Sportunterricht kann für geflohene ukrainische Kinder zum Triggererlebnis werden. Das Problem: Für sie gibt es kaum Therapieplätze. Eine Sozialpädagogin will sie auffangen und setzt die Kinder auf den Rücken der Pferde.
In der Schule wird "Feuer, Wasser, Luft" oder "Brennball" gespielt. Für die meisten Kinder ist das ein großer Spaß und eine willkommene Möglichkeit, um sich auszutoben. Für geflohene ukrainische Kinder kann das Geschrei der anderen Kinder und das schnelle Durcheinanderlaufen dagegen ein Triggererlebnis sein, dass sie durchdrehen lässt. "Für ein Kind, dass die Sprache nicht versteht, ist das kein Spiel, sondern ein Notfall. Das ist wie ein Kurzschluss im Gehirn, die Panik kommt, das kann man nicht beherrschen", sagt Silke Göhl.
Feueralarm als Trigger
Sie ist Sozialpädagogin an der Johannes-Petri-Schule, hat eine Weiterbildung zur Traumapädagogin gemacht und sich mit traumatisierten Kinder und Jugendlichen mit Fluchterfahrung beschäftigt. Sie sagt: Es reiche nicht, dass die geflüchteten Kinder eine Unterkunft erhalten und unterrichtet werden.

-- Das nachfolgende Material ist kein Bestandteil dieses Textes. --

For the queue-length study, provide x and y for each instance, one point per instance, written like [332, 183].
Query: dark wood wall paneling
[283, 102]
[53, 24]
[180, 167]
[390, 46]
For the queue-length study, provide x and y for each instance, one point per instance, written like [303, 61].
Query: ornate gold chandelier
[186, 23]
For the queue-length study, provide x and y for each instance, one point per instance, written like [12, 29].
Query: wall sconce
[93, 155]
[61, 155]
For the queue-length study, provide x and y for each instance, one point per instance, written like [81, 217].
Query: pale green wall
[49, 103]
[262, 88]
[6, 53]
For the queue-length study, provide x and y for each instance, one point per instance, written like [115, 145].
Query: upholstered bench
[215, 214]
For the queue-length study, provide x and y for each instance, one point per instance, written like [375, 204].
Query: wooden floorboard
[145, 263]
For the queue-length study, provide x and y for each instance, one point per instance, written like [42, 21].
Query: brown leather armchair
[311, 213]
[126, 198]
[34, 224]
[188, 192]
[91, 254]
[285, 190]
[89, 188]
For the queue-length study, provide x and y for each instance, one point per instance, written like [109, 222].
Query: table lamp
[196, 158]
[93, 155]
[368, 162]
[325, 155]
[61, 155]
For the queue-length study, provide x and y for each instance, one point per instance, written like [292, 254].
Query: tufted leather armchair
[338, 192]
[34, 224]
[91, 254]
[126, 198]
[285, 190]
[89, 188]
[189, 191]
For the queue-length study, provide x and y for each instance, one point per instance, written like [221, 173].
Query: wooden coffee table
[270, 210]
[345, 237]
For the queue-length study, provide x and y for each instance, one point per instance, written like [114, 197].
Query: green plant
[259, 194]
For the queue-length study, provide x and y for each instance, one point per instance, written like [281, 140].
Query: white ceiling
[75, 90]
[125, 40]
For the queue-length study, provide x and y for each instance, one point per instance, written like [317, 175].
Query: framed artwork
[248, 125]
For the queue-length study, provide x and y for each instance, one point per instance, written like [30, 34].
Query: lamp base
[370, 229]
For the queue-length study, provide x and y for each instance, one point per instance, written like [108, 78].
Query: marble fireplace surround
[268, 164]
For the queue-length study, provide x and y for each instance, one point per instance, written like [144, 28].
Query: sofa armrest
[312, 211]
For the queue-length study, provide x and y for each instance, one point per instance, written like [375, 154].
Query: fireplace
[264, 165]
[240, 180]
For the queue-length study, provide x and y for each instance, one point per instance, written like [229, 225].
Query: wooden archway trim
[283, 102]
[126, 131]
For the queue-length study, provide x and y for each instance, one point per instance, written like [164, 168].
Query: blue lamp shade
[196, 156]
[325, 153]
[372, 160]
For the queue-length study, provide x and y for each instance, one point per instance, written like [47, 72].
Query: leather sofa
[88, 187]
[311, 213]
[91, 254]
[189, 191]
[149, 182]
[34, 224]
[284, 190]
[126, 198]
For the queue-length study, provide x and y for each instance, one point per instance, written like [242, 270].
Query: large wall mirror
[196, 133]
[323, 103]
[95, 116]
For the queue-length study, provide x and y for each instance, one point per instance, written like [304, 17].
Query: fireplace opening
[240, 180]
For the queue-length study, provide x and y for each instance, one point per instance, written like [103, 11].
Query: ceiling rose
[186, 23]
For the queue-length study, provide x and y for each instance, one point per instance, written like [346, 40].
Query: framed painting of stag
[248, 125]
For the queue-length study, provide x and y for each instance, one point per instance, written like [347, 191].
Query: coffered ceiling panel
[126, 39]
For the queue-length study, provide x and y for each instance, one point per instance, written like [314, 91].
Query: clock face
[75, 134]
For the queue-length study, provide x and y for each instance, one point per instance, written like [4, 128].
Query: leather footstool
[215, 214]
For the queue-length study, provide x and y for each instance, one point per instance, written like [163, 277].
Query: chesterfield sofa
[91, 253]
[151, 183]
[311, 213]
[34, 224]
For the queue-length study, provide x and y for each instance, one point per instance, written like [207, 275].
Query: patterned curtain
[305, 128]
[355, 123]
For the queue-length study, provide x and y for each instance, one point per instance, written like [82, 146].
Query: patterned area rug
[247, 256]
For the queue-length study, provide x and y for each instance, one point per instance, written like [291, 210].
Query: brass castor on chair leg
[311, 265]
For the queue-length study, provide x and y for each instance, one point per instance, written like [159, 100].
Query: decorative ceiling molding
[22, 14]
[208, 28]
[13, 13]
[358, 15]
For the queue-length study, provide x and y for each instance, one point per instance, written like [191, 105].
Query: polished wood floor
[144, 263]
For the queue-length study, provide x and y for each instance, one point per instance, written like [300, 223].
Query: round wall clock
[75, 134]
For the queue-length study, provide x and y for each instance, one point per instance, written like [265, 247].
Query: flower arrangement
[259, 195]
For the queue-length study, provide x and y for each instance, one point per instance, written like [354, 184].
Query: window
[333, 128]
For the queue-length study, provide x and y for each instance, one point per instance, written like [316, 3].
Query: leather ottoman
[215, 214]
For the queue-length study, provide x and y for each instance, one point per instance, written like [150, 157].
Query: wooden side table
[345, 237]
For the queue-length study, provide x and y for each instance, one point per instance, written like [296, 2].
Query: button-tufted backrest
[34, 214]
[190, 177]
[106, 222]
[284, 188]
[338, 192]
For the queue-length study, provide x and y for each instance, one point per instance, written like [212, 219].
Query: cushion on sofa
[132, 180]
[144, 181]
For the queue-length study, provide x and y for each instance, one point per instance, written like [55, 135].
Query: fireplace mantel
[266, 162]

"Viele dieser Mädchen und Jungen leiden an einem Kriegstrauma, welches sehr oft weder erkannt noch behandelt wird." Auch der Feueralarm sei ein potenzieller Trigger.
Felicitas Thiel, Professorin für Schulpädagogik und Schulentwicklungsforschung an der Freien Universität Berlin und Co-Vorsitzende der Ständigen Wissenschaftliche Kommission der Kultusministerkonferenz hatte kurz nach Beginn des Krieges auf die traumatische Belastung der Kinder aufmerksam gemacht und gesagt: "Wir müssen davon ausgehen, dass 25 bis 35 Prozent der Kinder und Jugendlichen aus der Ukraine unter schweren psychischen Belastungen leiden."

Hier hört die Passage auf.